Recognition

If we consider the example of the British Computer Society (BCS) we’ll discover that recognition equates to permission to use such things as the BCS logo on correspondence and permission to include post-nominal letters (relating to the BCS) after our names, among other things.

If we boil this down, essentially what we obtain from recognition is a marketable identity, that is, the member can use these permissions to market themselves, and an ‘image’ not dissimilar from what in another realm might be called a ‘corporate image’.

In essence, the member is able to market themselves as a product that employers or main contractors can easily and quickly relate to and make certain assumptions about their skills, knowledge and professionalism from.

The use of the word “assumptions” in the previous paragraph is important and underpins probably the single most important aspect of registration with any PB, in relation to obtaining employment, as it enables and potential employer to judge, within reason, the professional’s potential skill and knowledge level simply due to their membership of the PB.
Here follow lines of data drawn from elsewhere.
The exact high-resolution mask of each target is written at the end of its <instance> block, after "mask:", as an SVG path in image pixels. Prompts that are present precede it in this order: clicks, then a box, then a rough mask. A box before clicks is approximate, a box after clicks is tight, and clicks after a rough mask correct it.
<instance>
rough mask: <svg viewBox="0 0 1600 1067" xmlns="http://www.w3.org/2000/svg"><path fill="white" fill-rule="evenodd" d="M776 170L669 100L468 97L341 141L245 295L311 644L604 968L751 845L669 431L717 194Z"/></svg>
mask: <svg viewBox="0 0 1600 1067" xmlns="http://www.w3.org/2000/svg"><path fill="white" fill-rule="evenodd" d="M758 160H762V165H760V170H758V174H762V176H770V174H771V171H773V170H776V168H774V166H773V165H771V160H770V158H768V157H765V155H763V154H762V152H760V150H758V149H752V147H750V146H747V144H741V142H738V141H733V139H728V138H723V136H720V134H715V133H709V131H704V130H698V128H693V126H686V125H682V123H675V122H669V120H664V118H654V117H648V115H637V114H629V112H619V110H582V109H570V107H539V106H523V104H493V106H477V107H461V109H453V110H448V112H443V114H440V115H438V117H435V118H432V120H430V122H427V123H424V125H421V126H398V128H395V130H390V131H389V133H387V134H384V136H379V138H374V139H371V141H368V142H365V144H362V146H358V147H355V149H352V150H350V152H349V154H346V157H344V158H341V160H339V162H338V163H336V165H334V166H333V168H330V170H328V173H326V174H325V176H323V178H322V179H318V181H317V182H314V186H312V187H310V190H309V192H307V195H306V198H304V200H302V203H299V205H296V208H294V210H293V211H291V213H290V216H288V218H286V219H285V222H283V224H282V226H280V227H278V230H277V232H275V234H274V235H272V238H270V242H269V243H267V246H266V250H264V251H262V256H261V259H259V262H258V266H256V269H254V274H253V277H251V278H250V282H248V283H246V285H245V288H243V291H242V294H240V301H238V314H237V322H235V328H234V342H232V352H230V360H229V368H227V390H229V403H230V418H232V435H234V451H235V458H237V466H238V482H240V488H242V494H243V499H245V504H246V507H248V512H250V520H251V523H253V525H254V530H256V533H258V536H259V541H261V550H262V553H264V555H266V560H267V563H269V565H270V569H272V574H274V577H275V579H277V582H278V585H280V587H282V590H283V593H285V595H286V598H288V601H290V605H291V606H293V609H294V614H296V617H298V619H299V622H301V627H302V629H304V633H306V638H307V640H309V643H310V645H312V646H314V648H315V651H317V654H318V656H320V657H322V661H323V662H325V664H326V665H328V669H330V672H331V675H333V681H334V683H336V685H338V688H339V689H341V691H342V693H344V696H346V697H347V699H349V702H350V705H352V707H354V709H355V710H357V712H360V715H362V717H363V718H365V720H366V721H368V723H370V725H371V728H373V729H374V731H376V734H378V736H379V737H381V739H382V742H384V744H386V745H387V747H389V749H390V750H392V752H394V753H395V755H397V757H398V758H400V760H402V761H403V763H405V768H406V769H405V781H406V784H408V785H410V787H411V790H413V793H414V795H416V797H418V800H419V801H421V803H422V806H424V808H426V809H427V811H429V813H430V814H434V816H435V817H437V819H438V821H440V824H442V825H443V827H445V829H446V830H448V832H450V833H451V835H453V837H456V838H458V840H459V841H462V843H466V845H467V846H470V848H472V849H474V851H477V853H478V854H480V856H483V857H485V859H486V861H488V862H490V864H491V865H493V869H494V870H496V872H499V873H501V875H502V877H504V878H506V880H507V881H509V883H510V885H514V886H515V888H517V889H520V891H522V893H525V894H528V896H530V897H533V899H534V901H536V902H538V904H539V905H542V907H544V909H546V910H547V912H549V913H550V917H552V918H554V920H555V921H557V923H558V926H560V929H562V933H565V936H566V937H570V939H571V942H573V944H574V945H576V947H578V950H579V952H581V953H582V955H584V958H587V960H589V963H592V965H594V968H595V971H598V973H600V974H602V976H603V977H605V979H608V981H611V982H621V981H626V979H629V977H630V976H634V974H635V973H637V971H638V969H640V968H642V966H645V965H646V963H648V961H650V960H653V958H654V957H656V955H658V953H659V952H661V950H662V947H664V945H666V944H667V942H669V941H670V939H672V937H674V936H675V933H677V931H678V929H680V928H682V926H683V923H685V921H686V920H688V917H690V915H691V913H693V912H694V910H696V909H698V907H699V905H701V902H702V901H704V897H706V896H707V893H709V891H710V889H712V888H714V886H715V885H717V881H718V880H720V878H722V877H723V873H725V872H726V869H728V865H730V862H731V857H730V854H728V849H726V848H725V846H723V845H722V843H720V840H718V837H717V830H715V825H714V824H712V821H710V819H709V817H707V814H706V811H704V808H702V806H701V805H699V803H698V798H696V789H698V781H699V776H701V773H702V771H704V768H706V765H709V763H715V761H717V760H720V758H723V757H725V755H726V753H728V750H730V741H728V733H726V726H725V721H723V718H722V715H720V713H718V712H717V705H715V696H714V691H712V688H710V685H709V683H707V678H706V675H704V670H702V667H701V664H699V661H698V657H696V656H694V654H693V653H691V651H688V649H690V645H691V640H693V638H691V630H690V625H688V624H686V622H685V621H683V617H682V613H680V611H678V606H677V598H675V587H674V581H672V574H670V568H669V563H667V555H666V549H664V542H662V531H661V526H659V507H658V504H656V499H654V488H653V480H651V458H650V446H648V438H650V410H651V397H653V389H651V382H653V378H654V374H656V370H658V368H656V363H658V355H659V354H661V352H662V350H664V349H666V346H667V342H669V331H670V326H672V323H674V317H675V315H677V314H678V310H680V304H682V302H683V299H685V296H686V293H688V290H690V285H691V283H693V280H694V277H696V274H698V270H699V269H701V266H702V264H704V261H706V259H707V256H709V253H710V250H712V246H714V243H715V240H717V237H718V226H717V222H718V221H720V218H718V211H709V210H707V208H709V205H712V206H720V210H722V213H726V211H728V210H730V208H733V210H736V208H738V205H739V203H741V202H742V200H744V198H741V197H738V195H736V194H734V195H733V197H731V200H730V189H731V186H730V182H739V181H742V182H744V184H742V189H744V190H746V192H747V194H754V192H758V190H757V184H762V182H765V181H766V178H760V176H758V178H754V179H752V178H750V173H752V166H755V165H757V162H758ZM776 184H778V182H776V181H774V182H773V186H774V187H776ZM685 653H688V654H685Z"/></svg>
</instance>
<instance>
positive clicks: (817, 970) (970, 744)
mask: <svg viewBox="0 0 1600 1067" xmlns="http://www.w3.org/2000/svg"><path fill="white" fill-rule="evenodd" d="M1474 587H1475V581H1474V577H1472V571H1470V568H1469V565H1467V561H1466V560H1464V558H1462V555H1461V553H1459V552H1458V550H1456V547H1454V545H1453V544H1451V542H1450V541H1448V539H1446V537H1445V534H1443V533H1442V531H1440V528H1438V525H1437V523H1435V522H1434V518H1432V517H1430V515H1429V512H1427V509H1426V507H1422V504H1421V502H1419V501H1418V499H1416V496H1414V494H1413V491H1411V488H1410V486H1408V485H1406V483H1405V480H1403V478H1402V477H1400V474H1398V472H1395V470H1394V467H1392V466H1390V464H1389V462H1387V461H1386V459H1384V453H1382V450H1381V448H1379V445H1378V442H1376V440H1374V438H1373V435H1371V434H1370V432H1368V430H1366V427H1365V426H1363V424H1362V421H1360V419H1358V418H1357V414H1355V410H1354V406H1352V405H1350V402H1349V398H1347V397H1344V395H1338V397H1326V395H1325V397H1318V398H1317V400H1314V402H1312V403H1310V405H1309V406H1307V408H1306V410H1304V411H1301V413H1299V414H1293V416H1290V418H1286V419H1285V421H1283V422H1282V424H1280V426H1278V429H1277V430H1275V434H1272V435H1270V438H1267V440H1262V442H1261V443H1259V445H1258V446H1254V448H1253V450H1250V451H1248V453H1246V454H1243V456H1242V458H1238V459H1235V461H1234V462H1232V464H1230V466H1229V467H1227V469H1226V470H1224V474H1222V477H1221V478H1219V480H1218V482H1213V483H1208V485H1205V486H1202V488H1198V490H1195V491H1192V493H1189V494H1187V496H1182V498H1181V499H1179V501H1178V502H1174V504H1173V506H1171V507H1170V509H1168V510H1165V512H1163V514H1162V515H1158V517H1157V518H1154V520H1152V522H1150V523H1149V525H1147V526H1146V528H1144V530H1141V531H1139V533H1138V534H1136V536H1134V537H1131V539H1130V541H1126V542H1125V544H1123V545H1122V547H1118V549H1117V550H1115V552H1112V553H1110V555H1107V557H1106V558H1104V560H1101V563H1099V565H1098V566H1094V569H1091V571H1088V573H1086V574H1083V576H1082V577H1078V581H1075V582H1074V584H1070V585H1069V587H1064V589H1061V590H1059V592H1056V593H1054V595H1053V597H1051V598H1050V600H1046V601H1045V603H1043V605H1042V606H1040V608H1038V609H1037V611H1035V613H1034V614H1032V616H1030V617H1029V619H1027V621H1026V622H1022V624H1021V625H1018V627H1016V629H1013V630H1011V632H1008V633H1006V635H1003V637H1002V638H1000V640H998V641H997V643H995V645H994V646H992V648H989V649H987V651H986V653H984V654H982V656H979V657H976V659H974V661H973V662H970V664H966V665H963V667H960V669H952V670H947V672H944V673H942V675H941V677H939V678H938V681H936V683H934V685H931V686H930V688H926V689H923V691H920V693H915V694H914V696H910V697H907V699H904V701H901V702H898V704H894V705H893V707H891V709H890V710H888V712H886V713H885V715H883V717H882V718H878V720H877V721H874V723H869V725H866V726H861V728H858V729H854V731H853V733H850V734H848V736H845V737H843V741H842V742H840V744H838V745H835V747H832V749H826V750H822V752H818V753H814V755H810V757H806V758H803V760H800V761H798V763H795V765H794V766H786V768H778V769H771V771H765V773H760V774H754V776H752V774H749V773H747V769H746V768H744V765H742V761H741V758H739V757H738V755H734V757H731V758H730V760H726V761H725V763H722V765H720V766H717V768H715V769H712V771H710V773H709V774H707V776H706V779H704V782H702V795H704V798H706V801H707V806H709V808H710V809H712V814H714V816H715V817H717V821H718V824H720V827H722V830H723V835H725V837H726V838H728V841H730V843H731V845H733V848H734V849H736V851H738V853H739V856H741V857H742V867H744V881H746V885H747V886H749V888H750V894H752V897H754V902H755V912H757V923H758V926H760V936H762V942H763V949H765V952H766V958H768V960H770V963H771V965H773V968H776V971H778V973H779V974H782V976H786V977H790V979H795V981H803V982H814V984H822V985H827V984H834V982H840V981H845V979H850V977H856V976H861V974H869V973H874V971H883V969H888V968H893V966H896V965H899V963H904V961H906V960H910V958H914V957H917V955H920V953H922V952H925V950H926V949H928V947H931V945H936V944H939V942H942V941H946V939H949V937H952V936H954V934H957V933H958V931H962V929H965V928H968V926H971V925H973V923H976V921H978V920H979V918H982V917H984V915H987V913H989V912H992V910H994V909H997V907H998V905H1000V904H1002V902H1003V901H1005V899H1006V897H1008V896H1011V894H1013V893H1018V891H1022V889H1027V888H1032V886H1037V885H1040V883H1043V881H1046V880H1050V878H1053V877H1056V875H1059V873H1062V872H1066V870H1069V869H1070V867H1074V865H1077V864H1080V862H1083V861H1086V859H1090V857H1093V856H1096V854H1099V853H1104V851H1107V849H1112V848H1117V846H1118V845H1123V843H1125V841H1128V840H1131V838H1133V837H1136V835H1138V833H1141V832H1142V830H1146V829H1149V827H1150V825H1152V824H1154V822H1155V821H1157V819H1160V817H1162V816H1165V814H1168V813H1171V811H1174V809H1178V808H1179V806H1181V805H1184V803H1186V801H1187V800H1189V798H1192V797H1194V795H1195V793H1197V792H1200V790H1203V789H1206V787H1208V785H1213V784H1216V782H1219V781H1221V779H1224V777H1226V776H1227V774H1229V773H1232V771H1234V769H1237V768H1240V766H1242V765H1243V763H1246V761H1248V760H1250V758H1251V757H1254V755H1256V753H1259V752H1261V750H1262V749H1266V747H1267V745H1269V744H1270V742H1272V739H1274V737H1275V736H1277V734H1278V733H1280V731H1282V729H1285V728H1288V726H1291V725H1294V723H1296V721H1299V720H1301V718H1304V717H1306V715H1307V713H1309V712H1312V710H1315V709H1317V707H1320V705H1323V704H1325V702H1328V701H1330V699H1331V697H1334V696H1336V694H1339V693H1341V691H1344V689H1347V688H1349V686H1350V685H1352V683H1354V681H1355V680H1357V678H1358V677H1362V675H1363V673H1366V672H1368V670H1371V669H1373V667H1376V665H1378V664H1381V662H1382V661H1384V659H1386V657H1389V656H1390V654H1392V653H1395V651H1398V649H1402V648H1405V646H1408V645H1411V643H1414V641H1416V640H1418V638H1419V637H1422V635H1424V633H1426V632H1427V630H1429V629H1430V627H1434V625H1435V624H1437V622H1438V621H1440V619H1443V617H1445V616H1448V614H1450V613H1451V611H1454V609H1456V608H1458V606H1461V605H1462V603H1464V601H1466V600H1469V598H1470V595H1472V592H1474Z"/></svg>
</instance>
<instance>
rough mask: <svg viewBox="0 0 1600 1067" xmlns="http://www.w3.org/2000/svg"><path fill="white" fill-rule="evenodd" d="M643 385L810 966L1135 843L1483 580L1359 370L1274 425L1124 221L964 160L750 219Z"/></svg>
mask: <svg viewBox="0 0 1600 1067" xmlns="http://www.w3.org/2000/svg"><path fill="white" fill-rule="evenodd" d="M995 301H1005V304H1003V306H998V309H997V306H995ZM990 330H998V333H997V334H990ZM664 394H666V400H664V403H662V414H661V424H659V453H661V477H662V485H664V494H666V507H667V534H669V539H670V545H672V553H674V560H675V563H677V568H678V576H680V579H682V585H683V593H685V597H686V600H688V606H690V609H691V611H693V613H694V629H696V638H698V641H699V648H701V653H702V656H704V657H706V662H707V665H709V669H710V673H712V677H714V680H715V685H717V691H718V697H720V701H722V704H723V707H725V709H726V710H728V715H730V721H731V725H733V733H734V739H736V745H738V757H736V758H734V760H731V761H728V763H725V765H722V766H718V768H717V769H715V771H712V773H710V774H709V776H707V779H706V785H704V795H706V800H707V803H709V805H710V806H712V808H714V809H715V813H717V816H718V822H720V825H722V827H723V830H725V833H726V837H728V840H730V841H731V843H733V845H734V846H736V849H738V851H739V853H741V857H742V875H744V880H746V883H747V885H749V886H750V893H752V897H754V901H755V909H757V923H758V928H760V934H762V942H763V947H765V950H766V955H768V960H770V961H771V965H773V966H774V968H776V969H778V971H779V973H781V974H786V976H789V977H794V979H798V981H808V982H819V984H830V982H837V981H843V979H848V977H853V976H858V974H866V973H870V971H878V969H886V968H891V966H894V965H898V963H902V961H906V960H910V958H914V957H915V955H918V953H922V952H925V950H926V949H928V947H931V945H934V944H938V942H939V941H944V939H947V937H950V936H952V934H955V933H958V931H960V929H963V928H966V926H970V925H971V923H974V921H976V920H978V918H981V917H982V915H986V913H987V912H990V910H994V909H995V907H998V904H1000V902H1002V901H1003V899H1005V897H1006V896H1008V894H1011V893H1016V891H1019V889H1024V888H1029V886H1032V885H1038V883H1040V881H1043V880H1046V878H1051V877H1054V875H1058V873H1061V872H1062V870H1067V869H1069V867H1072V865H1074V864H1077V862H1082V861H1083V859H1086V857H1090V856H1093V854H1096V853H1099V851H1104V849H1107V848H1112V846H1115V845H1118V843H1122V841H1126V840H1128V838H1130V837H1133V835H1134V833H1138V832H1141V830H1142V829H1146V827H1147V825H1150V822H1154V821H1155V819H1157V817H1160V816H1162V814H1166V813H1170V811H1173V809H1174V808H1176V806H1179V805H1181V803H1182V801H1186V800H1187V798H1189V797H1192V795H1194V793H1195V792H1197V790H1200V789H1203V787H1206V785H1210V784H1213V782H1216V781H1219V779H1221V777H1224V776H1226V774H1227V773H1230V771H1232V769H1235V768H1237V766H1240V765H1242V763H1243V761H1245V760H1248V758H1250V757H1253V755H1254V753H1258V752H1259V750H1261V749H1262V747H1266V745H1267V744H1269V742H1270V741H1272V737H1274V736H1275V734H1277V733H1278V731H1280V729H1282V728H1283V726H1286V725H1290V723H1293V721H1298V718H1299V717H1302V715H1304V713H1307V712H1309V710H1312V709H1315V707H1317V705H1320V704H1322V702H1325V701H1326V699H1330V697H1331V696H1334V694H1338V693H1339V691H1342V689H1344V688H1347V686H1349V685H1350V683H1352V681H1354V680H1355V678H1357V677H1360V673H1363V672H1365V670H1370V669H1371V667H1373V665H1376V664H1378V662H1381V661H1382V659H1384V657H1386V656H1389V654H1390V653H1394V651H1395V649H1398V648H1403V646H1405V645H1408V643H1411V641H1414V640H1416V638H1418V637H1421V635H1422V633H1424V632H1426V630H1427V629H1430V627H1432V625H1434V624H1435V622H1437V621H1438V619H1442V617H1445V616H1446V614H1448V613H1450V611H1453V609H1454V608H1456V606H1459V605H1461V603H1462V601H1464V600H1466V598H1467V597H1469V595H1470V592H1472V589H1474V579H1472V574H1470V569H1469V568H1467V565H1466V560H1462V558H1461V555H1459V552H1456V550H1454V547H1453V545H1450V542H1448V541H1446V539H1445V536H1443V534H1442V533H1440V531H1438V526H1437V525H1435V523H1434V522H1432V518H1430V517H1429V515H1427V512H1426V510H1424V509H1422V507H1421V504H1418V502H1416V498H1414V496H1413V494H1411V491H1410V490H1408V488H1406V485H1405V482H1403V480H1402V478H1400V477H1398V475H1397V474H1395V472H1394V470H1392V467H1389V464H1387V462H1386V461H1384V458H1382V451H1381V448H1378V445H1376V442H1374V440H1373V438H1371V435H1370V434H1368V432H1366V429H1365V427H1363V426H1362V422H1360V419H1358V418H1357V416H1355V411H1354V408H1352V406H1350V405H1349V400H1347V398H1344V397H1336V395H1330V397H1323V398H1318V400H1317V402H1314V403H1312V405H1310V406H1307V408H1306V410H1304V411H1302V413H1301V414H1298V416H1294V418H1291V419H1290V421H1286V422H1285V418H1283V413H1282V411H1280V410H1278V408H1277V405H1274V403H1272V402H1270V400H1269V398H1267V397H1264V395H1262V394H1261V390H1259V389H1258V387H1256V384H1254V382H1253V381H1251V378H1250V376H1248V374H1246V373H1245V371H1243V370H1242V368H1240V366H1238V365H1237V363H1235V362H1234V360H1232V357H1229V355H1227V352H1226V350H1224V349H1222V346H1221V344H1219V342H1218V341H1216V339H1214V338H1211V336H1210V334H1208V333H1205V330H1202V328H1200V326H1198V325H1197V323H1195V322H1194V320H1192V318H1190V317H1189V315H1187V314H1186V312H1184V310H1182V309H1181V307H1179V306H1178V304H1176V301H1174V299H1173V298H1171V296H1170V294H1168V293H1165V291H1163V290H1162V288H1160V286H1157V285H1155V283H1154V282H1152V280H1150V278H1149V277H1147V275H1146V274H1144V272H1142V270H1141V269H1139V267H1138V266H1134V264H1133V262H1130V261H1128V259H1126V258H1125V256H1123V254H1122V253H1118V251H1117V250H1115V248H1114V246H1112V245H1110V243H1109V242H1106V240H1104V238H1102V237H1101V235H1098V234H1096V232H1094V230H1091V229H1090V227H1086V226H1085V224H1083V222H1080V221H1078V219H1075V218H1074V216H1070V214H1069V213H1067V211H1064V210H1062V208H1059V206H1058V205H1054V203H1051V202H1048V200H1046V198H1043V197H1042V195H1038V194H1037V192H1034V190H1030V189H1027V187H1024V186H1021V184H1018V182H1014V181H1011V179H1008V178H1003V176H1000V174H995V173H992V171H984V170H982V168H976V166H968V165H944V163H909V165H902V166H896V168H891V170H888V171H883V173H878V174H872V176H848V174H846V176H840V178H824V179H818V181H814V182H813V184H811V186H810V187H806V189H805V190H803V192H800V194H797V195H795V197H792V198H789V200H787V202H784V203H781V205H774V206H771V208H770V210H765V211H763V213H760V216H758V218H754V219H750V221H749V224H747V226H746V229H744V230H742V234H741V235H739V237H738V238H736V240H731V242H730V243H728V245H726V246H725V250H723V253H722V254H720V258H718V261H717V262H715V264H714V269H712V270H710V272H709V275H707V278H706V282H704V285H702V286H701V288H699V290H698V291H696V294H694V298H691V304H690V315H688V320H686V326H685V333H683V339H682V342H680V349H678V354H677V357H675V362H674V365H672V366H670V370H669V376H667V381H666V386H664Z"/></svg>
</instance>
Being a member of a PB is a bit like having passed Higher English at school; that is, if an individual wanted to employ someone to write a biography about themselves on their behalf and they were faced with two people that were identical in every way with the exception that one had an A in Higher English and one had a C in Higher English then they, the individual, would have to ask which one of the two people they would choose; obviously, unless the individual was just odd or in favour of the underdog, they would choose the one that on paper exhibits the recognition that they seek, as the A rather than the C implies a greater level of knowledge and ability.

PB membership is no different – in this biography scenario someone can be selected, with greater certainty, on the assumption that they possess certain knowledge and skill such as spelling, grammar and comprehension of layout without having to directly check these skills, again, due to their membership with whatever the relevant PB might be.

To an employer considering a potential employee this is what PBs provide; if the professional is admitted as a member they, the PB, are endorsing the professional’s skills and knowledge; therefore, any employer or contractor can then employ the member without having to directly test certain elements that they consider important as the professional’s very membership to the desired PB implies that these skills and knowledge have already been established.